E. Simms Campbell (1906-1971)

Elmer Simms Campbell (University of Chicago Photo)
Elmer Simms Campbell
Fair use image, University of Chicago

Elmer Simms Campbell was an early syndicated cartoonist and jazz critic.  Born on January 2, 1906 in St. Louis, Missouri, Campbell was the son of Elmer Cary Campbell, a high school chemistry teacher and assistant principal, and Elizabeth Simms Campbell, also a teacher. Inspired by his mother who painted in watercolor, Campbell prepared for a career in commercial art by creating cartoons for his high school’s newspaper in Chicago.  As a teenager, his work was recognized when he won a national contest for his cartoon titled “Armistice Day.”  The cartoon depicted a soldier kneeling before a comrade declaring, “We’ve Won, Buddy!” He also won other local and national cartooning competitions such as the exhibitions in Minneapolis in 1924 and 1925; a contest sponsored by the St. Louis Post Dispatch in 1928; and the Hearst Prize in 1936.  In the same year, he married his first wife, Constance Willis.

In Chicago, Campbell studied at the Lewis Institute and the Art Institute of Chicago and continued to win several prizes.  Although he worked on the staff of the humor magazine Phoenix, he also engaged in freelance work for the magazine College Comics, the Academy of Design, and the Art Students League in New York. His presence in New York during the 1920s and 1930s distinguished him as an artist of the Harlem Renaissance, confirmed by his work as illustrator of the children’s book, Popo and Fifina: Children of Haiti (1932), by poet-writers Arna Bontemps and Langston Hughes and his contributions to the National Urban League’s Opportunity: A Journal of Negro Life. He was a particularly close friend of entertainer Cab Calloway.

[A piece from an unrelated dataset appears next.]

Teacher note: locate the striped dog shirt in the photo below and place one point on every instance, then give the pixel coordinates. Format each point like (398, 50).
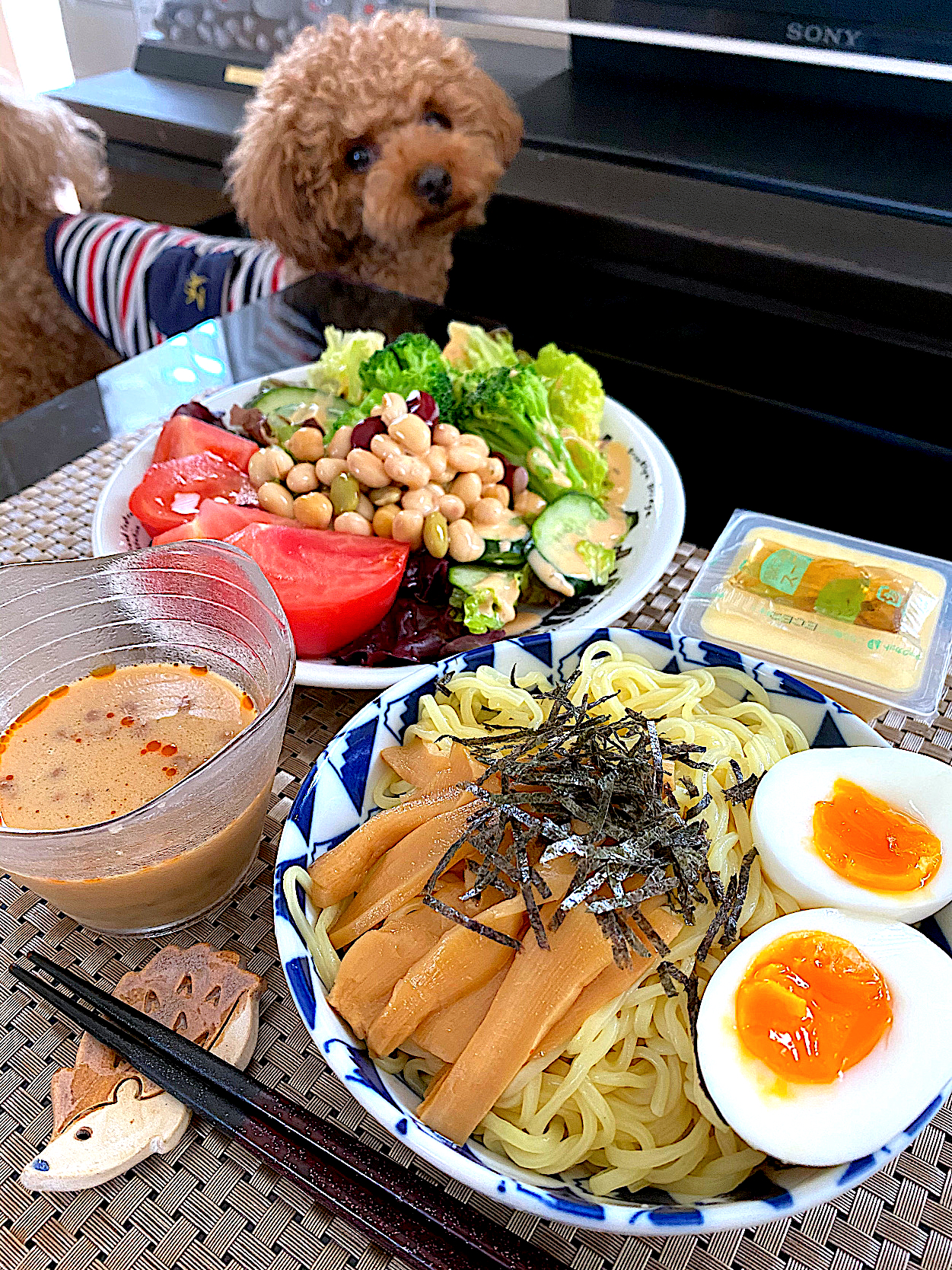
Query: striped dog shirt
(136, 285)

By the early 1930s, Campbell’s artworks had appeared in The New YorkerLife Magazine, the NAACP’s Crisis, and the satirical magazine Judge.  He had also written gag strips for the Saturday Evening Post. It was not until 1933, ironically, that he secured long-term employment with Esquire magazine, a magazine for men, during the Great Depression.  The magazine featured his cartoons in every issue where he created the urbane, bug-eyed cartoon character named Esky that eventually became the magazine’s mascot until he left in 1958. His penchant for drawing slender, scantily dressed white women appealed to white men and opened employment pathways for assignments with Playboy, a rival men’s magazine in the 1950s. Some biographers have commented on the irony of an under-publicized African American artist acquiring special attention for his drawings of voluptuous white women at a time of increasing racial hostility towards the black male gaze where black men were punished for violating social customs of looking at or interacting with white women.

Campbell’s cartoons, nevertheless, were also seen in books and popular magazines such as CosmopolitanRed BookPictorial ReviewEbony, and Colliers. He created images for The Negro Caravan (1941) edited by Sterling Brown and We Who Die & Other Poems (1943) by Henry Binga Dismond. From 1940 to 1971, King Features Syndicate distributed his cartoons to 145 newspapers nationwide.

Campbell lived with his family in Switzerland from 1957 to 1970 after he divorced his wife and married her sister Virginia Wills. He died from cancer on January 27, 1971 in White Plains, New York leaving behind a daughter, Elizabeth Ann Parks, wife of photographer Gordon Parks. Because of Campbell’s storied career, he received honorary degrees from Lincoln and Wilberforce Universities and was inducted posthumously into the Society of Illustrators Hall of Fame in 2002.